Friday, May 30, 2025

Lung cancer screening in primary care: more pragmatic research needed

The US Preventive Services Task Force, the American Academy of Family Physicians, and the American College of Chest Physicians recommend annual low-dose computed tomography (CT) screening for adults 50 to 80 years of age who have at least a 20 pack-year smoking history and currently smoke or have smoked within the past 15 years. A 2020 meta-analysis of eight randomized controlled trials (summarized in a POEM in American Family Physician) concluded that low-dose CT screening prevents one lung cancer death for every 250 people screened. A 2023 Cochrane for Clinicians article found similar benefits but also noted that for every 10,000 people screened, 363 unnecessary invasive tests are performed. Despite private and public insurance plans fully covering lung cancer screening in the United States, only 10% to 30% of eligible individuals in were receiving it in a recent state-by-state survey.
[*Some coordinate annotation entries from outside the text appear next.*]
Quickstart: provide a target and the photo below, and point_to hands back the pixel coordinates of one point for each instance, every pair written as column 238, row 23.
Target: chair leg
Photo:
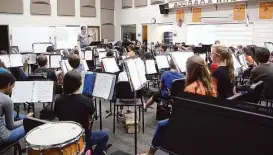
column 114, row 120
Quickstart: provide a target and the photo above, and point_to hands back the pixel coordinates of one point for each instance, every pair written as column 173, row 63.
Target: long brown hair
column 197, row 71
column 225, row 55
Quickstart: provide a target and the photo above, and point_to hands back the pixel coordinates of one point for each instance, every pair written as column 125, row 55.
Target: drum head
column 53, row 134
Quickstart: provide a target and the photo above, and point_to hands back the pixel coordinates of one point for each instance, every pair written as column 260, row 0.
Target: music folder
column 136, row 72
column 32, row 91
column 12, row 60
column 99, row 85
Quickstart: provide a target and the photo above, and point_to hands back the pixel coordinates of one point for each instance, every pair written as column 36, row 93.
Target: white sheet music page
column 5, row 59
column 133, row 72
column 68, row 67
column 122, row 76
column 55, row 61
column 162, row 61
column 236, row 62
column 88, row 55
column 103, row 84
column 22, row 91
column 16, row 60
column 150, row 67
column 110, row 65
column 141, row 70
column 43, row 91
column 63, row 67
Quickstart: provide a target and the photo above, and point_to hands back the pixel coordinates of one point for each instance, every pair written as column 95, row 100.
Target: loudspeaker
column 164, row 8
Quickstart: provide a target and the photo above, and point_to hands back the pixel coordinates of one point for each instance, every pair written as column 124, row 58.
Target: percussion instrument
column 56, row 138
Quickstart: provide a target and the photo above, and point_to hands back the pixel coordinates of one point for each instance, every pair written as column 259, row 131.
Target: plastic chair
column 124, row 92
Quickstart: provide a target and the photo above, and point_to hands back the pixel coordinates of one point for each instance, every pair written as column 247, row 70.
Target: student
column 83, row 38
column 165, row 85
column 199, row 82
column 42, row 70
column 10, row 130
column 75, row 62
column 73, row 106
column 223, row 76
column 131, row 52
column 263, row 72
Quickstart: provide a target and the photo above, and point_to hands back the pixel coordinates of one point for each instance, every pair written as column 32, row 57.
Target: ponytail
column 229, row 63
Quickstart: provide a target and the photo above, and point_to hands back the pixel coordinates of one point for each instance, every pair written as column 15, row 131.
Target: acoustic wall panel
column 108, row 32
column 139, row 3
column 66, row 8
column 11, row 6
column 127, row 4
column 40, row 7
column 157, row 1
column 107, row 16
column 88, row 8
column 108, row 4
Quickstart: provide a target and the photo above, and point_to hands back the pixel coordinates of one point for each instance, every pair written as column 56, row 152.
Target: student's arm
column 9, row 117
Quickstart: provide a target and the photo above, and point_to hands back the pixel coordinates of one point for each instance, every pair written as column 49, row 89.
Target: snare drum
column 56, row 138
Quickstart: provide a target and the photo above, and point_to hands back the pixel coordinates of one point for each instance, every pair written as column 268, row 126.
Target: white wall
column 143, row 15
column 27, row 19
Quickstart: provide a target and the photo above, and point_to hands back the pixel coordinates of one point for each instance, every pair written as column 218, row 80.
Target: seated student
column 223, row 76
column 167, row 79
column 10, row 130
column 75, row 62
column 42, row 70
column 198, row 82
column 263, row 72
column 73, row 106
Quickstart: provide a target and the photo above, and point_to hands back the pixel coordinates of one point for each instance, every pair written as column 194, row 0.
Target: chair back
column 178, row 86
column 123, row 91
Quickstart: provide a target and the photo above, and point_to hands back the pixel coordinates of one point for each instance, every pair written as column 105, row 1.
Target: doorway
column 94, row 32
column 144, row 34
column 4, row 38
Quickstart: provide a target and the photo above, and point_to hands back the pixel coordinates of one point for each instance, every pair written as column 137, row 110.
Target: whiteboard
column 66, row 37
column 228, row 34
column 24, row 37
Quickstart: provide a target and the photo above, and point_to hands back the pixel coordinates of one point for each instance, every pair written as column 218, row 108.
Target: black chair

Barriers to implementing findings from lung cancer screening trials into typical clinical practice include the nonrepresentative nature of research participants (younger, healthier, and less racially and geographically diverse than the target populations) and the superior infrastructure and clinical support available to them. Although an analysis of the National Lung Screening Trial suggested that the eligible people in the United States would experience similar benefits as trial participants, questions about the generalizability of other studies remain.

In a research paper in the January/February 2025 issue of the Journal of the American Board of Family Medicine, Dr. Erin Hirsch and colleagues rated lung cancer screening trials and the nonrandomized Veterans Health Administration Demonstration Project with an established tool that evaluated each study through a primary care lens. Domains included eligibility, recruitment, setting, organization, flexibility of delivery, flexibility of adherence, follow-up, primary outcome, and primary analysis. The investigators scored studies on a 5-point scale, with 1 being completely explanatory and 5 being completely pragmatic. The mean study scores ranged from 2.12 to 3.33, indicating that even the most pragmatic studies fell well short of simulating conditions in community settings.

A lack of pragmatic research may explain why interventions intended to increase lung cancer screening rates have had mostly disappointing results. A systematic review and meta-analysis of intervention studies identified five randomized controlled trials and one prospective observational study. Interventions included patient navigation, outreach calls, and decision aids; control groups received usual care or informational materials. Only two of the studies found statistically significant increases in participation in the intervention group, and a meta-analysis found no difference overall (relative risk = 1.30; 95% CI, 0.74-2.29). A subgroup analysis suggested that multistep interventions targeting multiple barriers may be more effective than single-step ones.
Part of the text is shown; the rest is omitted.